Schadensersatzansprüche wegen fehlerhafter Instandsetzungsarbeiten an einem Schwimmbecken; Verjährungseinrede gegen Schadensersatzanspruch wegen Bauwerksmangel; Rechtmäßigkeit der Einordnung eines aus genormten Fertigteilen zusammengesetzten, ins Erdreich eingelassenen Schwimmbeckens als Bauwerk; Auswirkungen der Möglichkeit eines Ausbauens der Fertigteile auf die Einordnung als Bauwerk

Bibliographie

Gericht
BGH
Datum
04.11.1982
Aktenzeichen
VII ZR 65/82
Entscheidungsform
Urteil
Referenz
WKRS 1982, 12230
Entscheidungsname
[keine Angabe]
ECLI
[keine Angabe]

Verfahrensgang

vorgehend
OLG Düsseldorf - 25.01.1982
LG Düsseldorf

Fundstellen

  • MDR 1983, 391 (Volltext mit amtl. LS)
  • NJW 1983, 567-568 (Volltext mit amtl. LS)

Amtlicher Leitsatz

Ein aus genormten Fertigteilen zusammengesetztes, ins Erdreich eingelassenes Schwimmbecken, dessen Stahlblechwand mit einem Magerbetonkranz umgeben wird, ist ein "Bauwerk" i.S. des § 638 Abs. 1 BGB, auch wenn die Fertigteile wieder ausgebaut werden könnten.

Redaktioneller Leitsatz

Redaktioneller Leitsatz:

Ist ein Schwimmbecken aus Fertigteilen zusammengesetzt und mittels eines Magerbetonkranz im Erdreich festverankert, so ist es ein Bauwerk i. S. des § 638 Abs. 1 BGB. Dabei ist unschädlich, daß die Fertigteile wieder ausgebaut werden können.

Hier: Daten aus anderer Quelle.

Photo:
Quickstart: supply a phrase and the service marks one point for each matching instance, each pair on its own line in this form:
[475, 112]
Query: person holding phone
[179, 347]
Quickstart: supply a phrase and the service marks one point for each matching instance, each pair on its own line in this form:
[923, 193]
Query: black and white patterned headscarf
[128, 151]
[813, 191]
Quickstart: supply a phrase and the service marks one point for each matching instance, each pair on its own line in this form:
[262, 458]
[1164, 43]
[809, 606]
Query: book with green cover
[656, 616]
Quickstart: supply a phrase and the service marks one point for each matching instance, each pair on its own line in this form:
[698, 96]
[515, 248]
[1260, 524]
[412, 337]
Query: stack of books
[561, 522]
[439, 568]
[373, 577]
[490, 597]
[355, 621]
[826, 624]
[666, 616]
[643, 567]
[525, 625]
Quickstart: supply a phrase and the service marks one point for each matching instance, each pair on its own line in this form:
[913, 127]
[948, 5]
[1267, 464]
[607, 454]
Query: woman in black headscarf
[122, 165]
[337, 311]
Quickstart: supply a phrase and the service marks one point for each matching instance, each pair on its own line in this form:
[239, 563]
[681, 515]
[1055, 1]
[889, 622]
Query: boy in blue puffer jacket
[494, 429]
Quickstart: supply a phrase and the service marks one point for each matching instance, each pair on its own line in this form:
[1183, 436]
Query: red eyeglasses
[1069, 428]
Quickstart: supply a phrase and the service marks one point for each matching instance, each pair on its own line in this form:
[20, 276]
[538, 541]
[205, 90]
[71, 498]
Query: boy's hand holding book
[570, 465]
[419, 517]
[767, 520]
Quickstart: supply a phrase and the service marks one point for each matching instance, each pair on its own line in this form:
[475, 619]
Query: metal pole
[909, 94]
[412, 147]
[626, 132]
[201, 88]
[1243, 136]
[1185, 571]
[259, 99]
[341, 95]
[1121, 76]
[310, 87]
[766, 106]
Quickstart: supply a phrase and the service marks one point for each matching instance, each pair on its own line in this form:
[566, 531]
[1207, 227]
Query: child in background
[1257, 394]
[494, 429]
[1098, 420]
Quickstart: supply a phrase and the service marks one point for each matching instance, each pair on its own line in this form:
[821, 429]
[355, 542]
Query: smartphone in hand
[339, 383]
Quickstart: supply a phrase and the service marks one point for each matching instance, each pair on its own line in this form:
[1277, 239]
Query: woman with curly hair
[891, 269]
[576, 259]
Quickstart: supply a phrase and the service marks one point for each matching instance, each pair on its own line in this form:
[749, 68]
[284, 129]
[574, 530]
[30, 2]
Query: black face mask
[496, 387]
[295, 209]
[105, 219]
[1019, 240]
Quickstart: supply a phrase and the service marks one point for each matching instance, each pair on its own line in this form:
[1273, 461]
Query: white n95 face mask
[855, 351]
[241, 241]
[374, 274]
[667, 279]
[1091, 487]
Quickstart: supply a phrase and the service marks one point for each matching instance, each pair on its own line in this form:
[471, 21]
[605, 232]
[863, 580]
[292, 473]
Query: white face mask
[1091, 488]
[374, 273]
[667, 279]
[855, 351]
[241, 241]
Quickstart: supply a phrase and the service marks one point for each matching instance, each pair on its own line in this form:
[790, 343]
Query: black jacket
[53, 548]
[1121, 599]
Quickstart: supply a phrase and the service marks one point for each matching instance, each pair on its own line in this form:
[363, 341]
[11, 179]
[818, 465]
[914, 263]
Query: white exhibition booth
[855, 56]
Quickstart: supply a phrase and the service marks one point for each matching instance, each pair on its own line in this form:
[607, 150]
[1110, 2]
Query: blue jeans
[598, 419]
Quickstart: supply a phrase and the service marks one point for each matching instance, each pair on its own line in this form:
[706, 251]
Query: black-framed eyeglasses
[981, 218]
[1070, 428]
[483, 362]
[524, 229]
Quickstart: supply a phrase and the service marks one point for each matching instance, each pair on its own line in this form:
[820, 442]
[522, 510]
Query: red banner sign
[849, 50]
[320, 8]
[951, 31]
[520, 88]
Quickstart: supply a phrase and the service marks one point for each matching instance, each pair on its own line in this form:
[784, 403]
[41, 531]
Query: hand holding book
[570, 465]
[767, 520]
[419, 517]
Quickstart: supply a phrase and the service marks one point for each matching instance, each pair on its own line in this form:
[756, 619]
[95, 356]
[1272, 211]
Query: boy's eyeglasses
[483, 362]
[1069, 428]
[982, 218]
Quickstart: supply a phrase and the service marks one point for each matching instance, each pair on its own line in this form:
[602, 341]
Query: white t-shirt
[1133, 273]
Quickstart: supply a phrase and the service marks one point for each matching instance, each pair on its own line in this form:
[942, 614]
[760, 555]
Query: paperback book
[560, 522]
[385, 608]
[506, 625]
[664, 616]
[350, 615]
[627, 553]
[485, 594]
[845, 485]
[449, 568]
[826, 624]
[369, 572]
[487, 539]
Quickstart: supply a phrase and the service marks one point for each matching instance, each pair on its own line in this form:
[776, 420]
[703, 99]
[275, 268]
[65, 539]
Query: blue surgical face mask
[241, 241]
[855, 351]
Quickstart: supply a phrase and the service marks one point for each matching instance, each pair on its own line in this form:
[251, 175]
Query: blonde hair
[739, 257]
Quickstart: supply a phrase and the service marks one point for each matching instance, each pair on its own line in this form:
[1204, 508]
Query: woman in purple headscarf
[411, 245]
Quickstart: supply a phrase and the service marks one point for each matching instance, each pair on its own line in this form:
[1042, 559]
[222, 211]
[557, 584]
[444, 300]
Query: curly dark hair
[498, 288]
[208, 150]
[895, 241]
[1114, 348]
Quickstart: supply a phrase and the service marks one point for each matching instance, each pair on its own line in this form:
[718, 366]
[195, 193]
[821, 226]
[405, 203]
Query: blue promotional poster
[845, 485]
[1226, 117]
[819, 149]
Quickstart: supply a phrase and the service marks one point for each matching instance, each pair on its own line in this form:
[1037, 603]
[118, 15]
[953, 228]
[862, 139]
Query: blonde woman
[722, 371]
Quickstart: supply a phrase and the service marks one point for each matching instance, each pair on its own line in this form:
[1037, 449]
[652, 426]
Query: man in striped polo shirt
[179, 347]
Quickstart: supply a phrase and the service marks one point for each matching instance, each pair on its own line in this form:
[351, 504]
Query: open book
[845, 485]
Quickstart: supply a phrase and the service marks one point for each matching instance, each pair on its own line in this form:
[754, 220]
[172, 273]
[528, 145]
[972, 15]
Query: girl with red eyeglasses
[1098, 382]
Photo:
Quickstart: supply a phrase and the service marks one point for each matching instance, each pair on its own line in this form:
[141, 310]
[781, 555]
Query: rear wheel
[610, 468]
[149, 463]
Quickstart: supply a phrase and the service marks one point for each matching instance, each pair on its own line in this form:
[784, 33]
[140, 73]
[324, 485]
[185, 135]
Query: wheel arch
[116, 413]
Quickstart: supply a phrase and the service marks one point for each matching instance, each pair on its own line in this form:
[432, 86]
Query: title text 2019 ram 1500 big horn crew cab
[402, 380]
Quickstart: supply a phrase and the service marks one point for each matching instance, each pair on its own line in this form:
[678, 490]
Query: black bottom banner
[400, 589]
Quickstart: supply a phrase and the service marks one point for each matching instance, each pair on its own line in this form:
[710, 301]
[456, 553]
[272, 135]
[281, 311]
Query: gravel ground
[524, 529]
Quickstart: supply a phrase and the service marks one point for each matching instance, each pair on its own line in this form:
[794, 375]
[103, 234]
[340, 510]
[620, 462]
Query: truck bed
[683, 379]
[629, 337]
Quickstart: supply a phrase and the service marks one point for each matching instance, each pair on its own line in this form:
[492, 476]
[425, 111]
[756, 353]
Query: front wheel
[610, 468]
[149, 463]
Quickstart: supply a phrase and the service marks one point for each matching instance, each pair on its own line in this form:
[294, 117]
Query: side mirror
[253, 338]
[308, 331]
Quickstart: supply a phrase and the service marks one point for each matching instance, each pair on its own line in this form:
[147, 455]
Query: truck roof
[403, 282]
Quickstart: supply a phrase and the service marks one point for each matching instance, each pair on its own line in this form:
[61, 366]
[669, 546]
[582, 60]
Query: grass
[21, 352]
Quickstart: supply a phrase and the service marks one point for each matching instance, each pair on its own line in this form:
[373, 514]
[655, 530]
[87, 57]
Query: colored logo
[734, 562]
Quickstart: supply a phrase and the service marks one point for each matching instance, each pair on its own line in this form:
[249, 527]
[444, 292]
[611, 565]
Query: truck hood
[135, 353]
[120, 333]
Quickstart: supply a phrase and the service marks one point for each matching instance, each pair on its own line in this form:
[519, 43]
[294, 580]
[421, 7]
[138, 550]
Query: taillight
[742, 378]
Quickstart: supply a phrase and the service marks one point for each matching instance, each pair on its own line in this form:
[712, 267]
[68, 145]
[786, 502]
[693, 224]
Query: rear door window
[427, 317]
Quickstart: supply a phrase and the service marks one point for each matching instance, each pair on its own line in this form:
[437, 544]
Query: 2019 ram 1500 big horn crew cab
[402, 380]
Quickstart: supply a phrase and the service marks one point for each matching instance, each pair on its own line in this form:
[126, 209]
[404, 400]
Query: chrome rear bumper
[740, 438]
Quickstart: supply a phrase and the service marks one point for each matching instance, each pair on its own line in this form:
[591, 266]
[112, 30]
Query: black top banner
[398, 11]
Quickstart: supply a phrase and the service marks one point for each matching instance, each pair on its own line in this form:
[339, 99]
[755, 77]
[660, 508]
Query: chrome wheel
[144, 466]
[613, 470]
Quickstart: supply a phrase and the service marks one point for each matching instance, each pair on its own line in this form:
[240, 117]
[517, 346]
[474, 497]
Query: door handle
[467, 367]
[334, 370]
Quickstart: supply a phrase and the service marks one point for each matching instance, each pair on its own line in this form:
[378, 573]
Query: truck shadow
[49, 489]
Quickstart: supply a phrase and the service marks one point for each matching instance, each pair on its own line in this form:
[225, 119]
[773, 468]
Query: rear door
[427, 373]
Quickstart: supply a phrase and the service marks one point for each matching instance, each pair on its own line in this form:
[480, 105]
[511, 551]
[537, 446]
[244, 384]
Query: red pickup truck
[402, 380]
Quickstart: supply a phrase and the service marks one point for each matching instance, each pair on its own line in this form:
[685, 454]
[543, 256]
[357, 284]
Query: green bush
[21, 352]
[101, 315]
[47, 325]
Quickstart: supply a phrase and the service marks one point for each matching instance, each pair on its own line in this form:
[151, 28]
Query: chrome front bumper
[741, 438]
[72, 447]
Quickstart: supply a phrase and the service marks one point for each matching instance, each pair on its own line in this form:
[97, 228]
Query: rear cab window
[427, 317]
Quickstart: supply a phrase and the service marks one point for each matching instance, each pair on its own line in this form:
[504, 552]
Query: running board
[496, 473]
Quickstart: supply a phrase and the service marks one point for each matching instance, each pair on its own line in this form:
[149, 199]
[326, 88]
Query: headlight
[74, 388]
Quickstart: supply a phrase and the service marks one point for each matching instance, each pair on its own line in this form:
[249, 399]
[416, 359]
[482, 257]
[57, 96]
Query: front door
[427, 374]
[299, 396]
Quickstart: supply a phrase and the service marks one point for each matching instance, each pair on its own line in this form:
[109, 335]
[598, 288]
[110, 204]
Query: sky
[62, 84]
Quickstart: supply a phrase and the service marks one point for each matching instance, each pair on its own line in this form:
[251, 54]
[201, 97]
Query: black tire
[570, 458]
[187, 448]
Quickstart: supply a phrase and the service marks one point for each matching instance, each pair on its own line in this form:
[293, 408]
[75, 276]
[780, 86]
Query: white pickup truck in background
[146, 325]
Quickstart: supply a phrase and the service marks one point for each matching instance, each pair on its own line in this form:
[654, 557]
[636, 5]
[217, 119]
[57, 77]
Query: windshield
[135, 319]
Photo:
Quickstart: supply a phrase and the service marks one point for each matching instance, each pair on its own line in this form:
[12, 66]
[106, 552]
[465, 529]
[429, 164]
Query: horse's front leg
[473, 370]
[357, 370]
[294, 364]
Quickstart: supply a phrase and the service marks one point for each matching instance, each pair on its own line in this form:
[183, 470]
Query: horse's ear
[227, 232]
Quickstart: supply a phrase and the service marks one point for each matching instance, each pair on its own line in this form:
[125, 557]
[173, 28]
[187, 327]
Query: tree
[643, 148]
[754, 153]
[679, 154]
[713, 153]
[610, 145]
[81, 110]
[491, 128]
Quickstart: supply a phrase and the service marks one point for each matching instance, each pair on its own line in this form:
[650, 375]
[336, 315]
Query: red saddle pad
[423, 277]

Der VII. Zivilsenat des Bundesgerichtshofs hat
auf die mündliche Verhandlung vom 4. November 1982
durch
den Vorsitzenden Richter Dr. Girisch sowie
die Richter Doerry, Bliesener, Obenhaus und Dr. Walchshöfer
für Recht erkannt:

Tenor:

Die Revision der Beklagten gegen das Urteil des 5. Zivilsenats des Oberlandesgerichts Düsseldorf vom 25. Januar 1982 wird zurückgewiesen.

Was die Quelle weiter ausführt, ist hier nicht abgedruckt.